Yeah, saw that in the sheet and decided to interpret it as more of a recommendation than a requirement... Seriously though, I've read quite a few post on this subject, and general consensus seems to be that these prismatic cells are pretty comfortable on their sides. I may start with them on the sides, and if I observe any odd behavior (green ooze pouring out of the vents), I'll flip them back upright...
 
EVE has said it's ok to mount the cells on the large sides but not the edge side. I know people are going to debate this. The reason it's best to keep them upright is because of the jellyroll within the cell. You will never see green stuff coming out of the vent...lol. But you may end up with some partially dried up jellyrolls.

Sometimes people interpret spec sheets to fit their own needs. But they are your cells.
 
Setting up the cells in blocks of four will certainly make life easier, looks like a good setup IMO.
The case you're installing into is metal, so do remember to line the case itself with a non-metalic / non-conductive material, you never want to allow the case to become a conductor.
 
Battery Case Update: I got the remaining 'blocks' of cells assembled today. Overall, I'm really pleased with how this part turned out. They cells are completely immobile, and the stainless steel bands seem to be doing a great job keeping them compressed. With all four blocks together, it's starting to look like like a serious power supply. I might even say it looks like a pro job...from about 25 feet away...

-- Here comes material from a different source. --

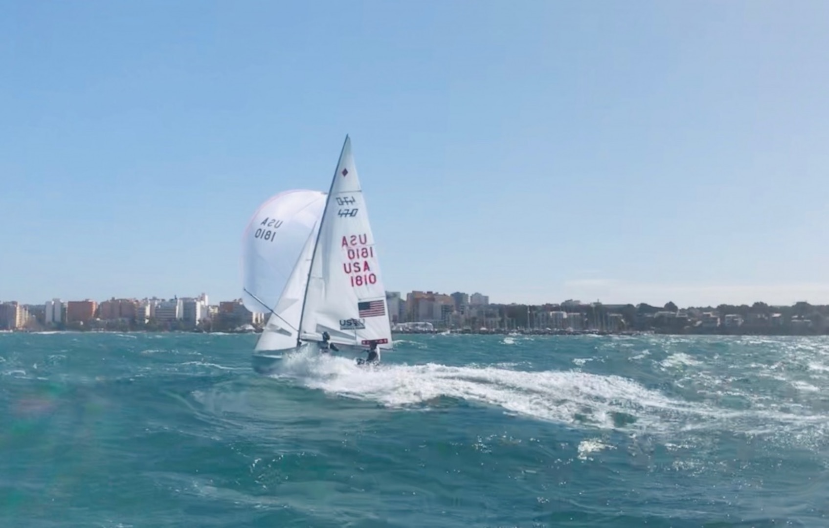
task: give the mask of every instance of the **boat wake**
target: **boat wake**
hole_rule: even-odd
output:
[[[817,415],[733,409],[667,396],[614,375],[579,371],[526,371],[502,366],[384,364],[373,370],[342,356],[288,355],[273,374],[308,389],[389,407],[429,408],[442,399],[493,405],[506,412],[574,427],[649,435],[728,430],[765,434],[786,429],[826,434]]]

I cut and drilled all the bus bars today. This ended up being easier than expected. I purchased 3/4" x 1/8" bar stock from Midwest Steel and Aluminum. I should note that I got the Aluminum compression plates - cut to size - from these guys as well, and was very happy with the quality of the material/cuts. 80" of bar stock was $44 and the eight aluminum plates were $42. With shipping and tax, the whole order came out just under $100.

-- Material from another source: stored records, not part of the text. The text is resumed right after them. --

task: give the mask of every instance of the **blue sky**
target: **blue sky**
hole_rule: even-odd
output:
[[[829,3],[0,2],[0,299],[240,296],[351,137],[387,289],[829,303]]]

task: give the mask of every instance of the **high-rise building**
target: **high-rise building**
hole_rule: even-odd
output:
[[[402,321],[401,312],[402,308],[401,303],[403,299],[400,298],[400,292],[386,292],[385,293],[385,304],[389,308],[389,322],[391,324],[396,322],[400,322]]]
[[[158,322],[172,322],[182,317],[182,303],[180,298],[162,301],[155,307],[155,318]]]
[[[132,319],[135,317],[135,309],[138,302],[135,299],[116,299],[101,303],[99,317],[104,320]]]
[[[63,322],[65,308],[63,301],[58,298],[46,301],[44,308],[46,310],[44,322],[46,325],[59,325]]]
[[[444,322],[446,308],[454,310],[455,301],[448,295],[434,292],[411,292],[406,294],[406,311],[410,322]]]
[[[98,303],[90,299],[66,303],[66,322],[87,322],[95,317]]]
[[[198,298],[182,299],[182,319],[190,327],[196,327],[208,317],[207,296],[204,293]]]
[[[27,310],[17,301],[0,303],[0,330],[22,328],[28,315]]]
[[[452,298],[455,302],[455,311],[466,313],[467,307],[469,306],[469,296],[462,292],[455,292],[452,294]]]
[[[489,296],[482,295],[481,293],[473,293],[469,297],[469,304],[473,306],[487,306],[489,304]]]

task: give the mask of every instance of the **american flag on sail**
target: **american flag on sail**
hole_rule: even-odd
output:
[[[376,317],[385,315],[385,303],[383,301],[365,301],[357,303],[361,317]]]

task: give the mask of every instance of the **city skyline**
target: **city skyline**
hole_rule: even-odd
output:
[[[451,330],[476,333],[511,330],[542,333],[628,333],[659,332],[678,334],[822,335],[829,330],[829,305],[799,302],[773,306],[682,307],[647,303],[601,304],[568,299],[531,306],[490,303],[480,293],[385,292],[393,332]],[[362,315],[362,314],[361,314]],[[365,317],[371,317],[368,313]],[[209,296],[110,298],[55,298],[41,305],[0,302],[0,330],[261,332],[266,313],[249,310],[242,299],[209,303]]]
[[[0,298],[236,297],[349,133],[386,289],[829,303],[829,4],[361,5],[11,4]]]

I cut the short bars to 91mm, and the longer 'bridge' bars to 106mm. I used my 10" miter saw to cut them to length. I wasn't sure this was going to work (safely...), but with everything clamped down, and applying minimal pressure, the carbide blade ate right through them. The cuts were super clean. Drilling went fine as well. After marking and punching the hole locations (72.5mm spacing for the short bars, 87.25mm for the long bars), I went directly to a 1/4" bit (no step-wise drilling necessary in copper). The 1/4" holes fit the 6mm with just the right amount of play (IMO). Still need to clean them up and add heat shrink.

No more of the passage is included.